Parental Markers on Birth Certificates

In addition to gender markers, birth certificates establish a child’s legal parentage. Children born to married couples are presumed to be the legal child of the couple, however it has only been in recent years that states have taken the step to recognize children born to same-sex couples as the legal child of both parents on their birth certificates. In 2017, the Supreme Court of the United States reversed a decision from the Arkansas Supreme Court that had denied same-sex parents to both be listed on their child’s birth certificate, finding that the precedent set in Obergefell v. Hodges which prohibits states from categorically denying same-sex couples the same benefits enjoyed by opposite-sex couples.
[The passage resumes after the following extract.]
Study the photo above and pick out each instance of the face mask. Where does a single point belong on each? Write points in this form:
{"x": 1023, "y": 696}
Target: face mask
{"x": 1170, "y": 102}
Beyond recognizing same-sex non-gestational parents as the legal parent listed on a birth certificate, at least one state has recognized the right for a child’s birth certificate to only list a father on the birth certificate. In 2007, Maryland’s highest court held that a gestational surrogate had the right to not be listed on a child’s birth certificate because she was never intended to be the legal mother of the children. Currently, 16 States and D.C. permit non-gestational parents to be listed as the legal parent on a birth certificate, regardless of marital status, as long as the non-gestational parent consented to the birth of the child. Other states may require a non-gestational parent to legally adopt a child to become listed on the child’s birth certificate.

Vital records policy is a complex and evolving issue with many of the processes and procedures left to jurisdictional policy makers. ASTHO will continue to monitor this important matter and keep its members informed on emerging issues.